Über 75.000 Menschen sind auf Prokon reingefallen und haben dem Unternehmen in Itzehohe im norddeutschen Bundesland Schleswig-Holstein 1,4 Milliarden Euro geliehen. "Die Anleger waren vielleicht insofern zu sorglos, als sie nur das Siegel 'Erneuerbare Energien' gesehen haben und hier auf die Rendite gestürzt sind, die vom Unternehmen zugesagt worden ist", sagt Klaus Nieding, Vizepräsident der Deutschen Schutzvereinigung für Wertpapierbesitz (DSW), zur Deutschen Welle.

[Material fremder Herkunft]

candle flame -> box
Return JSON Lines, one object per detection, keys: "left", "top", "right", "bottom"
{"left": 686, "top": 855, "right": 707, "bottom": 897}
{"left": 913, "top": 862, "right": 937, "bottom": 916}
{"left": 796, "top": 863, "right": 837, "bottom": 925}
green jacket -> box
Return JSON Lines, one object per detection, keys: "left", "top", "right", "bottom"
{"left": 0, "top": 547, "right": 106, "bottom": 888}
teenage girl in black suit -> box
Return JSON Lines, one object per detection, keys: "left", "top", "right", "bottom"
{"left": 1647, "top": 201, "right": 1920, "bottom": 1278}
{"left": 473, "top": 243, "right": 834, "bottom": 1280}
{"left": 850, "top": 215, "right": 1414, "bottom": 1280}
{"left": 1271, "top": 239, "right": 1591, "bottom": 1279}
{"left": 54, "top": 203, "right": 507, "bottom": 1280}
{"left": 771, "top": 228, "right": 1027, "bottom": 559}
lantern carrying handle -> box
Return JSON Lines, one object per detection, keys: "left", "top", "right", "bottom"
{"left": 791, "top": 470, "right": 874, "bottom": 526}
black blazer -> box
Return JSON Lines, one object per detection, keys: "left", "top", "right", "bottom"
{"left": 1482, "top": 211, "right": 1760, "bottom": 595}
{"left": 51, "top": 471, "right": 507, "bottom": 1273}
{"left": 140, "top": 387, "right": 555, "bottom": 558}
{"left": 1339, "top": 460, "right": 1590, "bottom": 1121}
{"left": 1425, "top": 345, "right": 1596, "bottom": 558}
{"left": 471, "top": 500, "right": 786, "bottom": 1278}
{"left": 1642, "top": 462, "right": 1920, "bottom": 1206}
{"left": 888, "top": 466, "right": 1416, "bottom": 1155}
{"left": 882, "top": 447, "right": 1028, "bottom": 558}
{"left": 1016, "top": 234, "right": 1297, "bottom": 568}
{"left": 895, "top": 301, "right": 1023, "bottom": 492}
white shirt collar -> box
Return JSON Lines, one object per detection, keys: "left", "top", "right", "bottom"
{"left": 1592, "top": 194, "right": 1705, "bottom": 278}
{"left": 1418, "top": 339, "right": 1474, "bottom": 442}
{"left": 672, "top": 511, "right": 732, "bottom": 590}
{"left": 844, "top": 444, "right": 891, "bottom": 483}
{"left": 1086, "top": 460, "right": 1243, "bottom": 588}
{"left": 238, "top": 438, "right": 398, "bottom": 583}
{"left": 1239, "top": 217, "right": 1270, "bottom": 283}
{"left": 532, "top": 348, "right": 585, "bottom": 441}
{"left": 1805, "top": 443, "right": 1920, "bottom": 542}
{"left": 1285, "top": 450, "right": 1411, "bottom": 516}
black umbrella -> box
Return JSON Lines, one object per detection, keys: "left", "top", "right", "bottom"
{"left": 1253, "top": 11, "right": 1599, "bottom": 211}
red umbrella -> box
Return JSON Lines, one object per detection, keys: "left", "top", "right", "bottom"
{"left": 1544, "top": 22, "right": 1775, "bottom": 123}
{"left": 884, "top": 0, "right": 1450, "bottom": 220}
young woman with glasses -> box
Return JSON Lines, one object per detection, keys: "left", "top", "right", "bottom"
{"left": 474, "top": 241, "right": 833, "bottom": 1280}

Letztlich gelte immer noch der alte Satz: Die Rendite spiegelt das Risiko wider, das in dem Unternehmen drin ist. Dass in Prokon ein hohes Risiko stecke, zeige allein die Tatsache, dass die Firma den Umweg über Privatanleger zu weit höheren Kosten gehen musste, meint Nieding: Offensichtlich seien die Banken mit spitzen Fingern an dieses Unternehmen herangegangen.
Frühe Warnungen
1995 gründete der Ökomissionar Carsten Rodbertus die Firma "Projekte und Konzepte für Erneuerbare Energie", kurz Prokon. Stets nutzte er den grauen Kapitalmarkt, um Geld für neue Windparks einzusammeln. Bereits 2010 warnte die Stiftung Warentest vor den Risiken der Prokon-Papiere. Auch der Anlegerschützer DSW nahm das Unternehmen kritisch unter die Lupe: "Wir sehen hier vor allen Dingen Managementfehler. Insbesondere was die Transparenz des Unternehmens angeht, lässt vieles zu wünschen übrig. Es fehlen testierte Jahresabschlüsse und andere Zahlen, die es dem Anleger erlauben, das Unternehmen korrekt zu beurteilen und einzuschätzen", sagt Nieding.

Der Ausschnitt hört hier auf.